If you are still unsure of your compliance obligations contact the University Compliance Centre. Email the Helpdesk or phone 8313 4539.
Will I have to change what I am doing to be legally compliant?
Probably not. Compliance is largely about common-sense and transparent processes. Most people appreciate their legal obligations. The Legal Compliance Framework helps with the details and connects the dots across the University to allow us to illustrate our compliance to external agencies and funders.
If there are activities that you are not sure about, the University Compliance Centre can help you work through your legal obligations and provide reassurance or help find a better solution.
What happens if I ignore laws that I don't agree with?
Sometimes the law can be badly expressed, it can be inconvenient and restrictive. However, compliance with State and Commonwealth law is not discretionary.
Ignoring laws can lead to external sanctions being imposed on both the University and staff members, and internal disciplinary measures (including Code of Conduct) being enforced.
Equally, it is important to address laws that excessively restrict your work at the University. Please contact us to discuss.

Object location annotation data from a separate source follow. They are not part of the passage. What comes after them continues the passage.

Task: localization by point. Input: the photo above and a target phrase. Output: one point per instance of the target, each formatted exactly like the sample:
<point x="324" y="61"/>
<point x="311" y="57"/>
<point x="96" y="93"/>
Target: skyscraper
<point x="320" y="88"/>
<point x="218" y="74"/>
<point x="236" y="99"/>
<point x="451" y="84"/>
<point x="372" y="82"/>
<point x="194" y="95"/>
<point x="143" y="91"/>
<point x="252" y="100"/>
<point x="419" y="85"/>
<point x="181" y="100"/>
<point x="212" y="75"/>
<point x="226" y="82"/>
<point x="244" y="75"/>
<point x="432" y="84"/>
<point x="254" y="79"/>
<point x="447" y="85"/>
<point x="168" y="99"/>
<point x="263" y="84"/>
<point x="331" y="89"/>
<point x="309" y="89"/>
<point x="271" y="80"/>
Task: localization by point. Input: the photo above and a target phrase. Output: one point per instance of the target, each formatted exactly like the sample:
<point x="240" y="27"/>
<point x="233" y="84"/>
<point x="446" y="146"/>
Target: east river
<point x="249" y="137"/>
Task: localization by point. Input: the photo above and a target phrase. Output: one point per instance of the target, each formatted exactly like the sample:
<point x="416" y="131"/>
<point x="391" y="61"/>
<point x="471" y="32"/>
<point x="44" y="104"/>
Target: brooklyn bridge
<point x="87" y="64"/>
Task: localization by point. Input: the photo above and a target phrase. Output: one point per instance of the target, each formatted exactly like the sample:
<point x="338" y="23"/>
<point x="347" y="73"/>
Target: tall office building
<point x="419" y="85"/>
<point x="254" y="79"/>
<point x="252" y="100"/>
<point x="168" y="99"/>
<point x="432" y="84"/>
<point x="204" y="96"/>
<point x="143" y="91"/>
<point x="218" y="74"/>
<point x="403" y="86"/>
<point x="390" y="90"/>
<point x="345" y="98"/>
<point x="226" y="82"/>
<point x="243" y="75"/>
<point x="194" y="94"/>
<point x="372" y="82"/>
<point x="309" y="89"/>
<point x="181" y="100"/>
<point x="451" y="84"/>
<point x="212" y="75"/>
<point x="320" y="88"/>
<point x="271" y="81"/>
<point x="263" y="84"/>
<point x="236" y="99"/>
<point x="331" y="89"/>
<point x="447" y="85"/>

Do all Universities have the same legal compliance obligations?
No. All Universities must abide by law within the jurisdiction in which they operate. But the laws applying to each institution will be dependent on activities conducted. There is considerable overlap in the obligations of Australian Universities, but each will have a different approach to management of compliance.
The Legal Compliance Policy has been mandated by the University of Adelaide Council as the most effective way of dealing with our legal compliance obligations.
Isn't legal compliance just more red tape?
No. The Legal Compliance Framework is designed to reduce red tape by raising awareness of compliance and supporting self-management of legislative requirements at a local level.